Keeping the growth engine running

Published: 15 Mar 2017

As managing director of the Port of Seattle’s aviation division, Lance Lyttle deals with big numbers and environmental considerations every day, including at Seattle-Tacoma: the USA’s fastest-growing airport.

How did you work your way up?

My first aviation job was with Hartsfield Atlanta International airport (now Hartsfield-Jackson Atlanta) as the chief information officer. I was privileged to lead a talented and innovative team that implemented the first neutral host wi-fi and cellular system at any airport in the USA, and designed a centralised communications and command centre (C4) using internal staff, rather than consultants. From there, I went to the Houston Airport System, which operates George Bush Intercontinental airport (IAH), William P Hobby airport and Ellington airport, as the chief strategy and performance officer. After a few months in that position I was asked to serve as the interim chief development officer, managing a capital improvement programme in excess of $3 billion. One of the memorable projects was planning, designing and constructing an Airbus A380 gate at IAH in record time. I don’t think you will be able to find another team that could say they were able to successfully design and construct a similar gate with dual loading bridges in nine months. I was then promoted to the chief operating officer before taking my present job with the Port of Seattle.

What are your current duties?

I am responsible for the safe, secure and efficient movement of people, airplanes and vehicles through Seattle-Tacoma International airport, while being fiscally responsible, achieving the airport sustainability goals, engaging our employees, adhering to local, state, and federal regulations, and achieving the highest level of customer service. Working at one of the fastest growing airports in the nation, I am also responsible for looking ahead 15 to 20 years to plan and build the airport facilities we’ll need to keep pace with that tremendous growth. I have only been at Sea-Tac since February 2016, but there is plenty ahead of us. The four largest projects account for approximately $2 billion, including a new international arrivals facility, the renovation and expansion of our north satellite, the renovation of our south satellite, and the modernisation of our baggage handling system. As a point of reference, we have approximately nine miles of baggage belts at the airport. This will keep us busy for years to come!

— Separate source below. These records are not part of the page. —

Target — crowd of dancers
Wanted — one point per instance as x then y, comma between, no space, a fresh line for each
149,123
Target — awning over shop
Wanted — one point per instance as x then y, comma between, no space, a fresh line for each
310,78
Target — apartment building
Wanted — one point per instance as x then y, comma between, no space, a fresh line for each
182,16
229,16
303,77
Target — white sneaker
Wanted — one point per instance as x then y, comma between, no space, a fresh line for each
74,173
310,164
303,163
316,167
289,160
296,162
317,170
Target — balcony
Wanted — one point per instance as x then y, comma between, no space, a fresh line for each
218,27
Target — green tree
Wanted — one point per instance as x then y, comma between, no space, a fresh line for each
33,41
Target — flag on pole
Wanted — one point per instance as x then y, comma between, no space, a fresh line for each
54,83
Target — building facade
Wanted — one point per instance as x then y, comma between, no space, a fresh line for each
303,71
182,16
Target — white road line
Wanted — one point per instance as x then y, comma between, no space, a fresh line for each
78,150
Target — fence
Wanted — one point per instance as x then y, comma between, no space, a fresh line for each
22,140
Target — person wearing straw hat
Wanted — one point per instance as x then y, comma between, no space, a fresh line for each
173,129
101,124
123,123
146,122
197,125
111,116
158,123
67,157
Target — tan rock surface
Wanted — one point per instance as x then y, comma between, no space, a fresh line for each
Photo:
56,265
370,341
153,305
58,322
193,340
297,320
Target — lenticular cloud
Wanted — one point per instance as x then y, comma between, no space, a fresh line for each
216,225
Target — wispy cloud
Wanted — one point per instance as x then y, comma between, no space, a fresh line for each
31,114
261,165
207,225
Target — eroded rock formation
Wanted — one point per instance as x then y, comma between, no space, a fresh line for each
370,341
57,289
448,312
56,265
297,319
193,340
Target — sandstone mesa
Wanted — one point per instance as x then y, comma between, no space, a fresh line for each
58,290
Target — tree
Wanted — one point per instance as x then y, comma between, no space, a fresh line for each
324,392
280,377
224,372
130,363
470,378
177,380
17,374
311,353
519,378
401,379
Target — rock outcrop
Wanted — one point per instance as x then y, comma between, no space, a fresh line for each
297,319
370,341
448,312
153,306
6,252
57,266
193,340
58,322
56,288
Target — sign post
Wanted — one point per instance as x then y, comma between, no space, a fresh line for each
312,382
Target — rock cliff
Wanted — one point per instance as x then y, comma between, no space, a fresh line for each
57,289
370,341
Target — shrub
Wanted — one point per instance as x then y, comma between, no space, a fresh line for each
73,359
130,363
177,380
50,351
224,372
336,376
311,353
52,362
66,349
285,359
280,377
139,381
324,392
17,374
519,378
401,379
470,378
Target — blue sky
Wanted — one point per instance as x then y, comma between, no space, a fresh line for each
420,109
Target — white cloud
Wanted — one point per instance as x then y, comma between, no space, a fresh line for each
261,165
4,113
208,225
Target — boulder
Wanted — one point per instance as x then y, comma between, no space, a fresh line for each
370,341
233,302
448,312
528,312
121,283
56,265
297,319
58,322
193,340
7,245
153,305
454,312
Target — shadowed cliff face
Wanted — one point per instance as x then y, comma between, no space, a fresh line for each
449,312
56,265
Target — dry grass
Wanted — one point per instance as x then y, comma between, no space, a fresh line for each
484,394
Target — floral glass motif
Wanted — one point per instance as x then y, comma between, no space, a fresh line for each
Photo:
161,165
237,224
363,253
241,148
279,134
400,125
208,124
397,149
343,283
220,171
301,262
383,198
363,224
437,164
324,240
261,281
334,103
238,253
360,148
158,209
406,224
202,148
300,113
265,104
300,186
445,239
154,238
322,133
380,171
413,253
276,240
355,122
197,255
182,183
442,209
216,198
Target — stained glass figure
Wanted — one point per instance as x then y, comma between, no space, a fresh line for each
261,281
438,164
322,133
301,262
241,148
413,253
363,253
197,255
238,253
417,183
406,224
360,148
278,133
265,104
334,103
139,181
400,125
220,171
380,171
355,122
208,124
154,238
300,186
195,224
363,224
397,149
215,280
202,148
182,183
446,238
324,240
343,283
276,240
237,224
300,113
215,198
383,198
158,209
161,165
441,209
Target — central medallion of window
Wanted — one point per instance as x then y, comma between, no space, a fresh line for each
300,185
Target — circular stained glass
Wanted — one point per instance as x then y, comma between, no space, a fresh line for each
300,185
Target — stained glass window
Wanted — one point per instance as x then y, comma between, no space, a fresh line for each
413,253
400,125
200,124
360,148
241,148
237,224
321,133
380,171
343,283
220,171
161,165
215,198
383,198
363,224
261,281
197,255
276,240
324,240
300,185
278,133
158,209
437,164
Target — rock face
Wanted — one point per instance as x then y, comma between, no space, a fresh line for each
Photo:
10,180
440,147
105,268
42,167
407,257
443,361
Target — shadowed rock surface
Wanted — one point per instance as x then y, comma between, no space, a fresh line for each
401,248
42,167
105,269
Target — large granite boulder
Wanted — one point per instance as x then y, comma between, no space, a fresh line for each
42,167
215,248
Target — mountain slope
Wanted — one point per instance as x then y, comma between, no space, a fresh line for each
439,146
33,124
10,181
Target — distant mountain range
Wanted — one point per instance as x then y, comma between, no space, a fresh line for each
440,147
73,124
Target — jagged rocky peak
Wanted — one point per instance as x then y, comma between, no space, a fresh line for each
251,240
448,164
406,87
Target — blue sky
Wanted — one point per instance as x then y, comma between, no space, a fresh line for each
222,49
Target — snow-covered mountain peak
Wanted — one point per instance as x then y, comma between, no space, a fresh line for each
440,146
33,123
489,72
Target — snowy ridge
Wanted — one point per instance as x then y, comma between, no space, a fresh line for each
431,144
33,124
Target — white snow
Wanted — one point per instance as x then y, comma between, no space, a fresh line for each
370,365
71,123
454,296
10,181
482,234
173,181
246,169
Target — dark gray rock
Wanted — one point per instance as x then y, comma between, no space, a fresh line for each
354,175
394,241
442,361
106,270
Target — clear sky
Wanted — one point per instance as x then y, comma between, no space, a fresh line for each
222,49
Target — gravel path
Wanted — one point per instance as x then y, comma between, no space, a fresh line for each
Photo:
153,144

What’s the best part of your job?

Satisfying or exceeding the expectations of our passengers. There is a certain feeling that you get when a passenger smiles because they went through the security checkpoint in less time than they expected, or when an international passenger had a wonderful experience going through the immigration and customs process. It is even more meaningful when they take the time to express this in a feedback survey, email, or via social media. In this business, I have the opportunity to meet, make a connection, and serve hundreds of people on a daily basis.

What’s the most challenging part?

One of the most challenging parts of my job is to balance the need to grow the airport in order to keep pace with the demand of the region, while at the same time understanding the negative impact on the surrounding communities. Concerns from our neighbours can be hard to face as airports inherently produce noise and local impacts. It is our challenge to listen and work with our communities to find sustainable and beneficial solutions. Sea-Tac is the fastest-growing airport in the USA and the sixth fastest-growing airport in the world. It is a major economic engine for the region, and it is a privilege to be in a position to lead a super-talented team that is responsible for the safe, secure and efficient operations of this national asset.